Meadows was on a conference call with the senior Trump campaign legal team and others on the campaign at the end of this week, according to two sources familiar with the matter. Meadows called while others were in a conference room, the sources said.Bloomberg was the first to report on the test.

The development came as White House officials were already grappling with the growing likelihood that the president would lose the election to Joe Biden. Earlier today, officials described a frenzied atmosphere as the president’s future remained in question. The discovery of the main building assistant testing positive for the coronavirus only added to the consternation.

“As if things weren’t bad enough, now this,” one official said.

Meadows’ positive test comes about a month after Trump’s battle with the disease. Meadows spent three nights at Walter Reed National Medical Center alongside the president as Trump recuperated after experiencing severe symptoms.

At the same time, several other White House staff have themselves tested positive, many of whom attended a Rose Garden ceremony for Trump’s Supreme Court candidate and the team of assistants who helped Trump to prepare for his first presidential debate.

Meadows has been criticized by his colleagues for not communicating better about the scale of the outbreak at the White House. While the White House insisted it was conducting contact tracing amid the surge in cases, many officials said they felt they had been left to fend for themselves on how to proceed.

Meadows urged officials to keep coronavirus cases silent, hoping to prevent widespread contagion from emerging within the executive branch.

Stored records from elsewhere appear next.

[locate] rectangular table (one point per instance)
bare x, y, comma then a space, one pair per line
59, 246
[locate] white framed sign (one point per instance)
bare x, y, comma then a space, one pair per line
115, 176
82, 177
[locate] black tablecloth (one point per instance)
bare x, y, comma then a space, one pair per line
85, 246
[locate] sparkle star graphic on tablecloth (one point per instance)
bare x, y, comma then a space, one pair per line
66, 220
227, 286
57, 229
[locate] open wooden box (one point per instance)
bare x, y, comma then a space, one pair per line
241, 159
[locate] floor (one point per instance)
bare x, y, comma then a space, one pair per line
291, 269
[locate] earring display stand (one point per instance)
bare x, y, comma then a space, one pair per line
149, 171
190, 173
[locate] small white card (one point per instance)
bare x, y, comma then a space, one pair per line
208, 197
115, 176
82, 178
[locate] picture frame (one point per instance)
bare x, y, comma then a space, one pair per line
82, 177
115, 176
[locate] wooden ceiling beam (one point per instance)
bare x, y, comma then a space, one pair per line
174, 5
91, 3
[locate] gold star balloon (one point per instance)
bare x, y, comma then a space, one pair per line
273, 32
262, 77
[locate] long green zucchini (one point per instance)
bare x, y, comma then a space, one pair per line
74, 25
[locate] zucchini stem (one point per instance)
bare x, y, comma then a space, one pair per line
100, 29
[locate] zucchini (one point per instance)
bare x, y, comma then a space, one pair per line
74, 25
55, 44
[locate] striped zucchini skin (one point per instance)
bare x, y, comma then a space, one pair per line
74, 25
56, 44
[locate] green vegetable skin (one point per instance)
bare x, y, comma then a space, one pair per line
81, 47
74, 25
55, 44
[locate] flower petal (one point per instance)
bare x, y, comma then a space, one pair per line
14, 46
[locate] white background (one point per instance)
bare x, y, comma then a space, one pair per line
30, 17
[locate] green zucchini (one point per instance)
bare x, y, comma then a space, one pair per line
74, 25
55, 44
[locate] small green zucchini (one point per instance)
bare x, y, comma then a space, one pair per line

But his efforts have mostly failed. Last month, senior aides to Vice President Mike Pence revealed that they too had been infected with coronavirus.

White House officials are now alarmed, given that Meadows rubbed shoulders with other staff when he was potentially contagious, an assistant told CNN.

A White House official who was in Meadows several times this week said they had not been told he had tested positive, although staff members were told “contact tracing had been carried out ”.

Meadows has been a leading skeptic in the White House of the mitigation measures recommended by the coronavirus task force, seeing the panel as largely sidelined.

He admitted on CNN last month that the administration strategy is not to “control” the disease.

White House Chief of Staff: 'We are not going to control the pandemic'

“We are not going to control the pandemic. We’re going to monitor the fact that we’re getting vaccines, therapeutics and other areas of mitigation, ”Meadows told CNN’s Jake Tapper on“ State of the Union ”.

Although few details are known about Meadows’ health, he is at increased risk of more serious symptoms of Covid-19 depending on his age.

According to the United States Centers for Disease Control and Prevention, people aged 50 to 64 are four times more likely to be hospitalized and 30 times more likely to die from Covid-19 than those aged 18 to 29 .

Men are more likely than women to have a serious illness or die from coronavirus, according to the CDC.

Kate Bennett of CNN contributed to this report.